Do strcmp and strstr test binary equivalence? - c

https://learn.microsoft.com/en-us/windows/win32/intl/security-considerations--international-features
This webpage makes me wonder.
Apparently some windows api may consider two strings equal when they are actually different byte sequences.
I want to know how C standard library behaves in this respect.
in other words, does strcmp(a,b)==0 imply strlen(a)==strlen(b)&&memcmp(a,b,strlen(a))==0?
and what about other string functions, including wide character versions?
edit:
for example, CompareStringW equates L"\x00C5" and L"\x212B"
printf("%d\n",CompareStringW(LOCALE_INVARIANT,0,L"\x00C5",-1,L"\x212B",-1)==CSTR_EQUAL); outputs 1
what I'm asking is whether C library functions never behave like this

two strings using different encodings can be the same even if their byte representation are different.
standard library strcmp does compare plain "character" strings and in this case strcmp(a,b)==0 implies strlen(a)==strlen(b)&&memcmp(a,b,strlen(a))==0
Functions like wcscmp require both strings to be encoded the same way, so their byte representation should be the same.

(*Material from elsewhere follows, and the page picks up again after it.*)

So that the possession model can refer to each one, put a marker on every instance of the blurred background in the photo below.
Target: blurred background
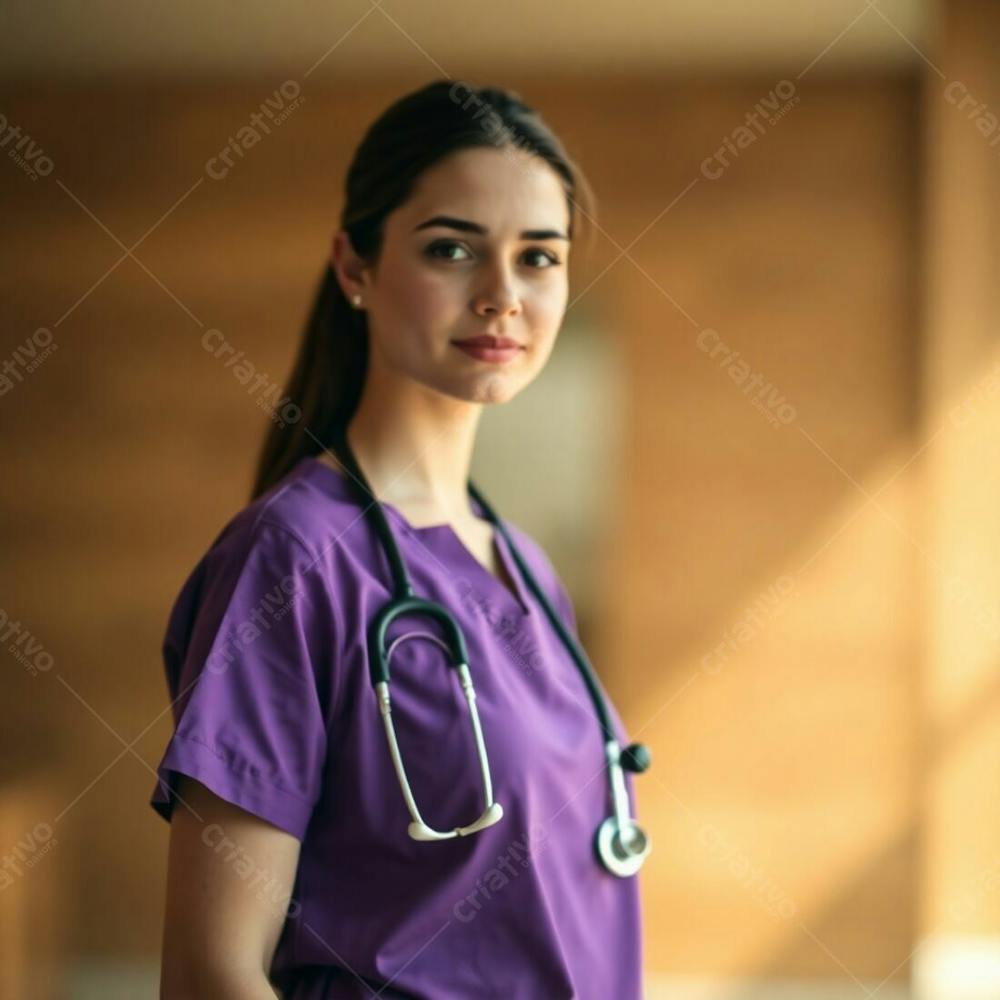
(763, 456)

The regular string functions operate byte-by-byte. The specification says:
The sign of a nonzero value returned by the comparison functions memcmp, strcmp, and strncmp is determined by the sign of the difference between the values of the first pair of characters (both interpreted as unsigned char) that differ in the objects being compared.
strcmp() and memcmp() do the same comparisons. The only difference is that strcmp() uses the null terminators in the strings as the limit, memcmp() uses a parameter for this, and strncmp() takes a limit parameter and uses whichever comes first.
The wide string function specification says:
Unless explicitly stated otherwise, the functions described in this subclause order two wide characters the same way as two integers of the underlying integer type designated by wchar_t.
wcscmp() doesn't say otherwise, so it's also comparing the wide characters numerically, not by converting their encodings to some common character representations. wcscmp() is to wmemcmp() as strcmp() is to memcmp().
On the other hand, wcscoll() compares the strings as interpreted according to the LC_COLLATE category of the current locale. So this may not be equivalent to memcmp().
For other functions you should check the documentation to see whether they reference the locale.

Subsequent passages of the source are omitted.